Témoignage de Mila Giraudon et Katia Figura
Ma mère et moi avons eu la chance de voyager à travers le monde, de découvrir de
nombreuses cultures et d'approcher parfois la grande pauvreté. S’engager dans une
action humanitaire ensemble était un projet de longue date, même si nous ne savions
pas concrètement en quoi cela pouvait consister, ni comment nous allions vivre cette
expérience. Nous sommes donc parties dans le simple but d'aider, de nous rendre
utiles au sein de cette organisation.
Maison de La Gare nous a fait vivre une expérience bien au-delà de nos attentes,
bien plus qu'une simple « action ». Grâce à elle, nous avons pu approcher la vie
des talibés sous toutes ses facettes : leur quotidien de la rue, leurs besoins
rudimentaires (se laver et laver leurs vêtements), l’apprentissage des règles de
vie en société mais également leurs blessures tant physiques que morales ou encore
leurs conditions de vie si précaires dans les daaras.
Quelle émotion de les voir sourire et leur faire oublier, ne serait-ce qu’un instant,
leur « vie de rue » à travers des ateliers de loisirs créatifs, des chansons, des
enseignements de français ou de mathématiques.

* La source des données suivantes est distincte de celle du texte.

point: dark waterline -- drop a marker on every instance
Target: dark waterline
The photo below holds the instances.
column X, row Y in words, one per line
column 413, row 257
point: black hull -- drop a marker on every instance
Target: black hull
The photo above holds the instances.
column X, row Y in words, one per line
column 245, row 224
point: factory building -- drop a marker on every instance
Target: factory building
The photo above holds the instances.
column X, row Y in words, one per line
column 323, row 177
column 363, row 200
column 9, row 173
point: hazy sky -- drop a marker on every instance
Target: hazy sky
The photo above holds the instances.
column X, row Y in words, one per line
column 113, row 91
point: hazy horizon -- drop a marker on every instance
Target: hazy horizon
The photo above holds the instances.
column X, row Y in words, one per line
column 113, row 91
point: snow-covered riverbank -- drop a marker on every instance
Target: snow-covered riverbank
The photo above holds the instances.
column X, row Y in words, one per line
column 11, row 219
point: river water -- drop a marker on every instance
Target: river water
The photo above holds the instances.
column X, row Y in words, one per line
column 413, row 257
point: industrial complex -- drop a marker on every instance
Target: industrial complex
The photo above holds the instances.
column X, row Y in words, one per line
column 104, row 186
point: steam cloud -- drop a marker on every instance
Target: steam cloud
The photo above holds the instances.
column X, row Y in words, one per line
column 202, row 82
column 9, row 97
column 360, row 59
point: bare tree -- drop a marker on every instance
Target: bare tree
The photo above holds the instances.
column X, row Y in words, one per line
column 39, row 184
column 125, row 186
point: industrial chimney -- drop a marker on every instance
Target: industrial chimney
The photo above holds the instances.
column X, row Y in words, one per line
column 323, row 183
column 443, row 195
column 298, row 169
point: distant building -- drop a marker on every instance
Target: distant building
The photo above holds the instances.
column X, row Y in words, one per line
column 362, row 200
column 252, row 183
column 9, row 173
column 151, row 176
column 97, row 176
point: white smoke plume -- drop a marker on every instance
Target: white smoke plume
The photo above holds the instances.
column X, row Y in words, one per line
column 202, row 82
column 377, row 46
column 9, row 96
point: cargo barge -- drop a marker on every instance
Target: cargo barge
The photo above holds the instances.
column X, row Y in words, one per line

Ma mère (maman de deux enfants) et moi (lycéenne de 17 ans) avons vécu différemment
cette expérience ... mais l’avons partagé pleinement, ensemble.
Nous avons été émues par ces enfants qui ne demandent que de s’évader de la misère
par leur envie d’apprendre, de découvrir, de créer et leur fierté de nous montrer
leurs beaux dessins ou leurs créations.
Le dernier jour de notre séjour, Abdou, un enfant à qui j’avais enseigné des notions
de poésie, m’a écrit un poème, très fort, et m’a annoncé qu’il venait d'être accepté
dans un lycée à Saint-Louis, le rêve de toujours de cet autodidacte. Ce fut un grand
moment d’émotion et de fierté. J’avais l’impression d’avoir contribué un peu au
"mieux vivre" d’un enfant talibé. Le rôle de réinsertion et d’alphabétisation des
enfants fait partie des missions prioritaires des volontaires et des membres de
Maison de la Gare.
Le jour de mon anniversaire restera aussi un jour à la fois "inoubliable" et
bouleversant car pour les talibés, c’est un jour comme les autres... Ces jeunes
enfants se tenaient face à moi, en chantant et dansant mais aucun d’eux ne comprenait
la signification du mot « anniversaire », la plupart ne connaissent même pas leur
date de naissance !
Effectuer une action humanitaire mère-fille nous a beaucoup rapproché ma mère et moi
et nous a permis de nous soutenir dans certains moments éprouvants.
Le dernier jour, nous avons accepté de les accompagner dans une ronde de nuit. Ce
soir-là, nous avons eu besoin l’une de l’autre pour surmonter l’image de ces enfants
dormant la nuit à même le sol dans une gare routière insalubre. Délaissés, souvent
maltraités, ils ont préféré fuir leur daara ou leur famille, et ils ont trouvé un toit
dans Maison de la Gare pour la nuit. Le lendemain déjà, tout est mis en œuvre pour
retrouver leurs familles et comprendre ce qui peut pousser ces enfants à se mettre
ainsi en danger.
Durant ces quelques jours partagés avec les talibés, nous avons pris conscience du
rôle fondamental des ONG comme Maison de la Gare qui œuvrent, au quotidien, au
mieux-être de cette jeunesse délaissée. Au-delà des missions que nous avons pu
effectuer, ce sont les valeurs de l’organisation et des personnes même qui la
constituent qui resteront à jamais gravé dans nos mémoires.
Mama Touty notre hôte a été une vraie « mère » d’accueil ; le cœur sur la main, elle
nous a accueillies comme ses enfants.
Nous avons été le premier duo mère-fille à vivre cette expérience inoubliable et nous
remercions vivement Maison de la Gare et « sa grande famille ».